The first list covers the on-chip memory areas that are closest to the CUDA cores. They are part of every SM.
- Register File - denotes the area of memory that feeds directly into the CUDA cores. Accordingly, it is organized into 32 banks, matching the 32 threads in a warp. Think of the register file as a big matrix of 4-byte elements, having many rows and 32 columns. A warp operates on full rows; within a given row, each thread (CUDA core) operates on a different column (bank).
- L1 Cache - refers to the usual on-chip storage location providing fast access to data that are recently read from, or written to, main memory (RAM). Additionally, L1 serves as the overflow region when the amount of active data exceeeds what an SM's register file can hold, a condition which is termed "register spilling". In L1, the cache lines and spilled registers are organized into banks, just as in the register file.
- Shared Memory - is a memory area that physically resides in the same memory as the L1 cache, but differs from L1 in that all its data may be accessed by any thread in a thread block. This allows threads to communicate and share data with each other. Variables that occupy it must be declared explicitly by an application. The application can also set the dividing line between L1 and shared memory.
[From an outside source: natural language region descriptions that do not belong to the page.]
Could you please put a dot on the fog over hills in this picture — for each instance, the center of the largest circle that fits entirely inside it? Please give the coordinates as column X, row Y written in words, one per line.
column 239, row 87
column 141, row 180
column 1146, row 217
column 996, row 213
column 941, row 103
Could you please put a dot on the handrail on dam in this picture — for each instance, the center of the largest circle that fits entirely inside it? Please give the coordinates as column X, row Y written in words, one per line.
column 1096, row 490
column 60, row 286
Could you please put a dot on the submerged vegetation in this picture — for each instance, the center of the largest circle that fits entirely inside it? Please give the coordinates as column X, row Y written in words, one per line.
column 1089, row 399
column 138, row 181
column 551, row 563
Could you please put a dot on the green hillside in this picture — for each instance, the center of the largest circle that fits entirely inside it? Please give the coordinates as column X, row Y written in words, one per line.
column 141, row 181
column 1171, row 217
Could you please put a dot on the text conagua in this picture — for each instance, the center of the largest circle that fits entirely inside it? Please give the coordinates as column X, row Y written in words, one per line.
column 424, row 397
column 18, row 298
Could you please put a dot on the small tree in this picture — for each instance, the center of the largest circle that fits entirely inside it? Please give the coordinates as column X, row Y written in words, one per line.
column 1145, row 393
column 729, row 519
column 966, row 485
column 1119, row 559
- Constant Caches - are special caches pertaining to variables declared as read-only constants in global memory. Such variables can be read by any thread in a thread block. The main and best use of these caches is to broadcast a single constant value to all the threads in a warp.
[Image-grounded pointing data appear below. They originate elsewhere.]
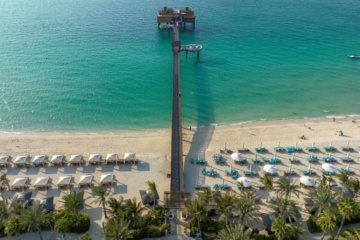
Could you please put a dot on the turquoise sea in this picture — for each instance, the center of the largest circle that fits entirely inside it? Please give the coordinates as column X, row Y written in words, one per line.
column 103, row 65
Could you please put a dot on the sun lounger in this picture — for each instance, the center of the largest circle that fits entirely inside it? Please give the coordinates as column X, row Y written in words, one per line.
column 329, row 159
column 347, row 149
column 279, row 149
column 329, row 148
column 349, row 172
column 271, row 198
column 261, row 149
column 201, row 161
column 294, row 160
column 312, row 159
column 289, row 173
column 308, row 172
column 240, row 150
column 235, row 176
column 347, row 159
column 328, row 173
column 312, row 149
column 249, row 173
column 201, row 187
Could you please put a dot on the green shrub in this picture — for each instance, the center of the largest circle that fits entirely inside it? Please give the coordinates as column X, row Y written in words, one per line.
column 313, row 228
column 73, row 224
column 12, row 226
column 86, row 236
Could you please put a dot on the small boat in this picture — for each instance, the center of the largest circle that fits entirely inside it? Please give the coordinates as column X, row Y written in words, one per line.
column 354, row 56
The second list pertains to the more distant, larger memory areas that are shared by all the SMs.
- L2 Cache - is a further on-chip cache for retaining copies of the data that travel back and forth between the SMs and main memory. Like the L1, the L2 cache is intended to speed up subsequent reloads. But unlike the L1 cache(s), there is just one L2 that is shared by all the SMs. The L2 cache is also situated in the path of data moving on or off the device via PCIe or NVLink.
- Global Memory - represents the bulk of the main memory of the device, equivalent to RAM in a CPU-based processor. For performance reasons, the Tesla V100 has special HBM2 high-bandwidth memory, while the Quadro RTX 5000 has fast GDDR6 graphics memory.
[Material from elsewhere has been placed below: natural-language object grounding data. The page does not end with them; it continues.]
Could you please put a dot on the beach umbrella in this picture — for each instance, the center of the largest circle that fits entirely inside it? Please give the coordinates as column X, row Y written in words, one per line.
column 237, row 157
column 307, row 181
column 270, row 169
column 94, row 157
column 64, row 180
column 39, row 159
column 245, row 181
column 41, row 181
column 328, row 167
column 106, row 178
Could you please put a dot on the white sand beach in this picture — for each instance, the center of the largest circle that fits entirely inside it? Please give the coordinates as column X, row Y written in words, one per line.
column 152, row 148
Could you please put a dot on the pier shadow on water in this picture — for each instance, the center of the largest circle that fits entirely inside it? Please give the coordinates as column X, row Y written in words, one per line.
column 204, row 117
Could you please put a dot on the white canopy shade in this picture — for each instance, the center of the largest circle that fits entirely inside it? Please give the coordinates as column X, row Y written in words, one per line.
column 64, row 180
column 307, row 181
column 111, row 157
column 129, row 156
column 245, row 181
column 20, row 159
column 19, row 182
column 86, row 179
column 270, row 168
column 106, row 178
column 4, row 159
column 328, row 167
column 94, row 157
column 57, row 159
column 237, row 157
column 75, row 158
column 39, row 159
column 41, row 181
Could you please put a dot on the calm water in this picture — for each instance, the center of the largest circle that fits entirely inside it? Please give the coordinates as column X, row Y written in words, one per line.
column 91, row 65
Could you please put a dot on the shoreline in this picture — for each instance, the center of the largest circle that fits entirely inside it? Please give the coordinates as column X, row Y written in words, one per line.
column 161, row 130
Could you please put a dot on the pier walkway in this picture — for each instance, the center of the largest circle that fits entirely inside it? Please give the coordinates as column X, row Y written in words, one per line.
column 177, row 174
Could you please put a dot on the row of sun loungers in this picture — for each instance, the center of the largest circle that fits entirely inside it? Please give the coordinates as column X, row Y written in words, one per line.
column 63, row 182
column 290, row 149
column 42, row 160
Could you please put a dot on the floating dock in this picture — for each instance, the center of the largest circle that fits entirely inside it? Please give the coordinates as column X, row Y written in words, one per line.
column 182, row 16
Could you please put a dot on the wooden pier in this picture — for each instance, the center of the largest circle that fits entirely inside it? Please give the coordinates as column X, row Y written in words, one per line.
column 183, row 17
- Local Memory - corresponds to specially mapped regions of main memory that are assigned to each SM. Whenever "register spilling" overflows the L1 cache on a particular SM, the excess data are further offloaded to L2, then to "local memory". The performance penalty for reloading a spilled register becomes steeper for every memory level that must be traversed in order to retrieve it.
- Texture and Constant Memory - are regions of main memory that are treated as read-only by the device. When fetched to an SM, variables with a "texture" or "constant" declaration can be read by any thread in a thread block, much like shared memory. Texture memory is cached in L1, while constant memory is cached in the constant caches.